Multiple sources are telling Reuters today that the Justice Department does have some concerns about the $26 billion Sprint-T-Mobile merger. The DOJ is concerned about how the deal might affect smaller carriers. The focus is on the pre-paid market where T-Mobile has a 36% share through its MetroPCS brand. Sprint controls 18% of this market as it owns both Boost Mobile and Virgin Mobile. The merger would result in a single company owning 54% of the pre-paid landscape.
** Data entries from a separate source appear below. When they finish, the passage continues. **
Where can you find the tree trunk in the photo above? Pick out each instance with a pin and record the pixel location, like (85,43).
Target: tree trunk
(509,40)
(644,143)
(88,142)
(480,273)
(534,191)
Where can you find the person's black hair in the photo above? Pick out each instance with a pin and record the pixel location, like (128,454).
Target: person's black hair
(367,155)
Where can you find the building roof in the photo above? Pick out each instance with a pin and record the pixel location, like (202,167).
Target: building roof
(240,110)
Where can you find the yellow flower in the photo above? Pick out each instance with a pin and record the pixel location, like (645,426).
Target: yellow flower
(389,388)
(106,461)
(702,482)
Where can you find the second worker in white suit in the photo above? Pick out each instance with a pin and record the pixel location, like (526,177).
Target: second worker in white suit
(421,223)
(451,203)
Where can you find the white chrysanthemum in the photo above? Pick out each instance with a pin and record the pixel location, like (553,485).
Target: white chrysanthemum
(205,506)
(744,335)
David Glickman, CEO of pre-paid brands Ultra Mobile and Mint Mobile, says that the Justice Department is looking to talk to him about the T-Mobile-Sprint deal, but does not know the specific topic on the agenda. The DOJ might be concerned about keeping pre-paid carriers in business since they are usually more affordable, and while they no longer carry a stigma like they used to, 83% of Boost's customers earn less than $75,000 a year. In that tax bracket, T-Mobile is the most popular wireless provider in the states according to Kagan, S&P Global Market Intelligence data.
According to the report, Justice Department investigators are speaking to smaller MVNOs that pay the major carriers for access to their networks. The feds want to know what impact the merger would have on the prices they pay to connect with LTE networks belonging to Verizon, AT&T, T-Mobile and Sprint. These virtual networks are too small to build out their own networks, although some of them are owned by bigger companies like Google (Project Fi) and Comcast (Xfinity Mobile).
Boost Mobile USA founder Peter Adderton, who is no longer involved in the U.S. end of the business, says that it is encouraging to see the Justice Department investigating how the merger will affect consumers.
T-Mobile and Sprint are expected to argue that their deal is necessary to help build out 5G networks in the U.S.